Full disclaimer 20 years ago you would have found me in my college dorm room doing 100 crunches on my roommate’s stability ball in hopes to get a “6 Pack!”
Yes, this was before I knew any better. Fast forward I can tell you that you can do as many crunches as you want, but it will not give you a “6 Pack!” Yes, working the muscle will make it STRONG, but if you want definition then you have to do a lot more than just crunches.
I am sure you are not new to the phrase “Abs are made in the kitchen.” Yes, what you eat, when you eat and how much you eat will determine what happens around your waistline in conjunction with the way you train.
You will never out exercise a bad diet, which is why it’s important to note that if you truly want to see a change, lose weight, change your BMI then you have to be willing to alter what you put into your mouth and no I am not saying that you need to live off of grilled chicken and salads the rest of your life, but there has to be balance.
Donuts, burgers, french fries, fried chicken, diet coke, ice cream cannot be staples in your house.
It all starts with awareness. This is why I encourage everyone to keep a journal. So many people fail to recognize how much they are really consuming in a day. Are you even eating enough?
It is all about energy balance.
The second component is energy expenditure. Are you training the right way? As you all know I am a huge advocate of heart rate monitors because knowing where, when and how you are training is key to seeing results. If you really want to see a change in your body then you need to be working in your appropriate zones, tracking your progress and expenditure weekly. Your heart rate changes daily due to a myriad of different factors which is why it is key for you to work with your body and not against it.

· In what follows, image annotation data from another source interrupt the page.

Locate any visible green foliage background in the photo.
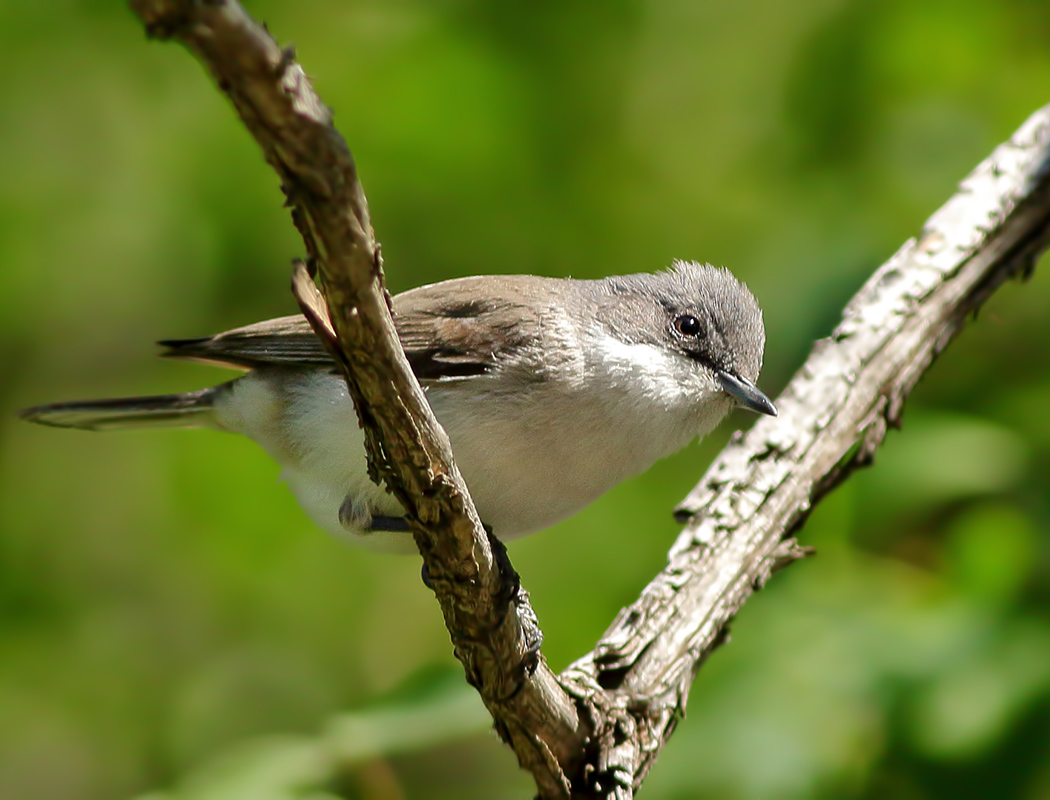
[0,0,1050,800]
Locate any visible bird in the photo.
[21,260,777,552]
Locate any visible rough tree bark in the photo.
[124,0,1050,798]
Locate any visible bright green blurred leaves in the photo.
[859,410,1030,527]
[0,0,1050,800]
[139,670,495,800]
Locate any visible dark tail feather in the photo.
[19,386,222,430]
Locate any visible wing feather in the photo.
[160,276,550,380]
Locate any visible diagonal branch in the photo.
[562,106,1050,786]
[131,0,584,797]
[124,0,1050,798]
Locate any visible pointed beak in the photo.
[717,372,777,417]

Strength training/functional training is one of my favorite ways to train because it forces you to work your abdominals in so many ways not just as the primary mover, but as a stabilizer. This gives you more strength and power over time when executing different movement patterns. You are also working 15 different muscle groups at once opposed to sitting at a machine isolating one muscle at a time. More bang for your buck and this will allow you to expend more calories per minute.
Training your cardiovascular system the right way, listening to your body and following a set program is guaranteed to yield sustainable results. This is why I created the BTF App to give you everything you need at your fingertips without the guesswork!
As you see there are three pieces to the equation. Yes, your diet is super important, but so is the way that you train because it will also affect what you put into your mouth. Overtraining will cause overeating, undereating will cause lack of energy to perform at your best, which is why our goal is always finding the right balance to the equation.